Kelly Taylor has a practical streak. He was bitten by the homebrewing bug twenty years ago, when as a college kid in San Diego he just didn’t want to deal with trying to convince someone to buy him beer at the local 7-11. Those early days of hot-plate dorm room brewing planted a seed that grew into a real passion for the craft of making good beer. Like many who’ve got a passion for what they do, one might say that he’s gotten pretty good at it.
After working at breweries up and down the West Coast, love pulled him across the mountains and plains to New York, where he landed a gig brewing for Manhattan’s Heartland Brewery. In 2006, he and his wife Sonya spun those years spent mastering the craft into Kelso of Brooklyn – their own Clinton Hill-based brewery.
Tucked away on an industrial block just off Atlantic Avenue, the brewery presents a deceptively non-descript facade. Crossing the threshold, however, you enter a cavernous, steamy space filled with towering, gleaming steel tanks, and the wafting earthy smells of grains, hops, and yeasts.
We met with Kelly at the brewery to get the story behind some of Brooklyn’s best, and most loved, beer.
So Kelly, tell us where you’re from and how you got started brewing
Well I’m from Mulaktio, Washington, a small town about thirty miles north of Seattle. I grew up there, my dad grew up there, my dad’s dad grew up there…the Taylors go way back in Mukaltio.
How did you get your start brewing?
As a matter of fact, it all started in Russia. I took Russian language classes in high school, and I went with about ten other kids from my school on an exchange program to Russia. I was a senior at the time. One of other kids on the trip, a guy named Kyle, was a year or two behind me in school. He was a really smart kid. That trip was in the spring of ’89. In the fall of ’89 I was a freshman at San Diego State, and one day I’m walking across campus and I run into him.
I’m like, “Kyle!
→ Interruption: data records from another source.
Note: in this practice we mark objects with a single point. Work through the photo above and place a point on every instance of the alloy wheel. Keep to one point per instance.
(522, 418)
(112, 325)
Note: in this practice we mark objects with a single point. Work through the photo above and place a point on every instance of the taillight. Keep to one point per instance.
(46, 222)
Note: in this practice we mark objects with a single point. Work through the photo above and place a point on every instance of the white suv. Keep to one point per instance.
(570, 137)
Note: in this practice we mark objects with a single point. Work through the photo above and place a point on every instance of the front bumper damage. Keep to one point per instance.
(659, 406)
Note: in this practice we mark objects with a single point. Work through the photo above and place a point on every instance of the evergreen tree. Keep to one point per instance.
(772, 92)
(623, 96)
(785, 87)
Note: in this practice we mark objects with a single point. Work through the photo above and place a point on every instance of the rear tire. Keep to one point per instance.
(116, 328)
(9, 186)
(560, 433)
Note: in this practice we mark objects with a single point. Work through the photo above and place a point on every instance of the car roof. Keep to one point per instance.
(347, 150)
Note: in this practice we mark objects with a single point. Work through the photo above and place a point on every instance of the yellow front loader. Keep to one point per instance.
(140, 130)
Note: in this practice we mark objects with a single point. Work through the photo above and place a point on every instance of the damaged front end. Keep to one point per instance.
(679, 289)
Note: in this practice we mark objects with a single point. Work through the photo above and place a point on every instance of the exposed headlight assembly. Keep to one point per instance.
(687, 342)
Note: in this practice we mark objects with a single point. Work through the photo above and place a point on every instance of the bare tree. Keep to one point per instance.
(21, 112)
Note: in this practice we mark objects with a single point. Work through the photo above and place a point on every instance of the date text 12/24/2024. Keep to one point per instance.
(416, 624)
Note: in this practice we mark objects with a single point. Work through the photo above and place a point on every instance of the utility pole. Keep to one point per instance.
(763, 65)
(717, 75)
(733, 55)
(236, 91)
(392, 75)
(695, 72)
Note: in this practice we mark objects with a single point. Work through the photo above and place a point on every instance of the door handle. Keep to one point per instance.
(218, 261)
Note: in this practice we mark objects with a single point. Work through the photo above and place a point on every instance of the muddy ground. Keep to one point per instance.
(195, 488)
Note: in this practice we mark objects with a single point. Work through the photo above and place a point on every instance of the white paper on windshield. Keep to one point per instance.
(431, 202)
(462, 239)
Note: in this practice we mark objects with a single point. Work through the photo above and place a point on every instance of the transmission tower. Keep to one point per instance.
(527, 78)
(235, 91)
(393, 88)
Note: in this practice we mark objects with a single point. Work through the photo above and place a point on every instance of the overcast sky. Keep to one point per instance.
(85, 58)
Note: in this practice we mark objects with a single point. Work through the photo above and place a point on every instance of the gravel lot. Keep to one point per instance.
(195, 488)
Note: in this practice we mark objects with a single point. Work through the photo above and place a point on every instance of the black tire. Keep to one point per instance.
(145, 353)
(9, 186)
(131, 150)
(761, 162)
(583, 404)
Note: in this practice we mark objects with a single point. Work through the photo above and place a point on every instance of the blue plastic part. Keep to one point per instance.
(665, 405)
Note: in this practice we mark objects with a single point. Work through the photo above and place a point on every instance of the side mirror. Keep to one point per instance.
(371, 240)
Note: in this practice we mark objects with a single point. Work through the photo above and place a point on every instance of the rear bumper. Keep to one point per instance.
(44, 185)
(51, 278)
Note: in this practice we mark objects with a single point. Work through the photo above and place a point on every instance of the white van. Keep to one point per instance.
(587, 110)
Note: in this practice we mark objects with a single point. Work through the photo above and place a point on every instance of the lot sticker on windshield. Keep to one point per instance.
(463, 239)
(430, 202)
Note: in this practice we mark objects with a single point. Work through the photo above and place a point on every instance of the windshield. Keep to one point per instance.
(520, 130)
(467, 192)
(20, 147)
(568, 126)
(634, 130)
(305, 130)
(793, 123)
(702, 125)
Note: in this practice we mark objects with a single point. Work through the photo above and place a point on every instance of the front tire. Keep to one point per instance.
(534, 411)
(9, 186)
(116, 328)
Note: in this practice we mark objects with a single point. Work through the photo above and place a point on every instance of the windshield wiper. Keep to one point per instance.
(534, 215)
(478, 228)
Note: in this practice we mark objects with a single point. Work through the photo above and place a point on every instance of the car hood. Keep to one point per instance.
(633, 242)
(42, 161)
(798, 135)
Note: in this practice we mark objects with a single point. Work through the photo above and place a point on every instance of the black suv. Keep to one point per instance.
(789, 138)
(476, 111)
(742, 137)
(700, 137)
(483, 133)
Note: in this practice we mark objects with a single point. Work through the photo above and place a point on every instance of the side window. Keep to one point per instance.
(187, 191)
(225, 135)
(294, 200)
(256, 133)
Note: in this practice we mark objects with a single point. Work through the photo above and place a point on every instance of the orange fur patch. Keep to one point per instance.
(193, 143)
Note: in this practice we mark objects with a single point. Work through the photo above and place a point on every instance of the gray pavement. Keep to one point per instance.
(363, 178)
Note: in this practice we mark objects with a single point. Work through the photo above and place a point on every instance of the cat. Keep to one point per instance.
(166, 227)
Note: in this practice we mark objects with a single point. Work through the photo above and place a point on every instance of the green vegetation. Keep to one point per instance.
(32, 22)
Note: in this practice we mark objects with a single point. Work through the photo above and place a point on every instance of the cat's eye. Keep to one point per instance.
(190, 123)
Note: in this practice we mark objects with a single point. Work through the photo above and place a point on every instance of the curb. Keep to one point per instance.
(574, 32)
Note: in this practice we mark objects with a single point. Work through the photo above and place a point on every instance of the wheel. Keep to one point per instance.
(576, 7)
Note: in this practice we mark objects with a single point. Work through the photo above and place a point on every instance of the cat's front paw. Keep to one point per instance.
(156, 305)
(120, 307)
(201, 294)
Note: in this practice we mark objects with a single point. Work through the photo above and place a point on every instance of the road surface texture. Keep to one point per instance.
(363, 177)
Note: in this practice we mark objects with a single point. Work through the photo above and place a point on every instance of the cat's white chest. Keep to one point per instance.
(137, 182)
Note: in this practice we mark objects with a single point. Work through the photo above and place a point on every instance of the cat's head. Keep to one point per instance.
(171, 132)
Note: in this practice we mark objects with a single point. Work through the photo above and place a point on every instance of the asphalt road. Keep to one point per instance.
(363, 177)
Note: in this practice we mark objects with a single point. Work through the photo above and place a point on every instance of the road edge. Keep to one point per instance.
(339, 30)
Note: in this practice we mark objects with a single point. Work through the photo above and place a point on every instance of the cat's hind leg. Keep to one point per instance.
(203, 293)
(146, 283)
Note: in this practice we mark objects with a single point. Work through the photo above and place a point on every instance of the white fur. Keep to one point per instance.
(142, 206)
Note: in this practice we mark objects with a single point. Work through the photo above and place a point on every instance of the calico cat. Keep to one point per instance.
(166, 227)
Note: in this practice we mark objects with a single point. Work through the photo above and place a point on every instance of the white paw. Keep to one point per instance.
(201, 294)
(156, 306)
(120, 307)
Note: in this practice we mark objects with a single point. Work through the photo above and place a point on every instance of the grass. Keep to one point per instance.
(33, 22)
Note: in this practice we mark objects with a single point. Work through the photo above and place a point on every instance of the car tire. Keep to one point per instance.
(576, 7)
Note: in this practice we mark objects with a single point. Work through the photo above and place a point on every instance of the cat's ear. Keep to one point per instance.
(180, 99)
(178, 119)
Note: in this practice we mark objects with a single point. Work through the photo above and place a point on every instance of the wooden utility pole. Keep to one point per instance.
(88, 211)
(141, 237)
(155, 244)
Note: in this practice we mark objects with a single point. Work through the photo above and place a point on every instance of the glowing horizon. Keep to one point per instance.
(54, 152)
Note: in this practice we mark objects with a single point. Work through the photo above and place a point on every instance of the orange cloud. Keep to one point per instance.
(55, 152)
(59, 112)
What the hell are you doing here?” And he was like, “Oh, you know, I graduated early so I’m down here taking classes.”
So we hung out a little bit, and he was a homebrewer. He was a very practical guy. He just found that he didn’t have the patience to try to find someone to buy beer for him, so he decided he’d start brewing his own. I just ran into him on campus one day and he was like, “You wanna come over and homebrew?”
I was like, “Yeah, sure, why not.”
So he kind of showed me the ropes. There were homebrew stores down there – little markets in the strip malls where you could go and buy ingredients. There was also a guy down in Chula Vista, south of San Diego, that ran a really inexpensive self-built homebrew shop out of his garage. It was kind of weird – you’d go over there and ring the buzzer and his kid would answer the door, and you’d go down to the garage and he’d be homebrewing and ordering 55 pound bags of grain that he’d divide up and sell at a little markup.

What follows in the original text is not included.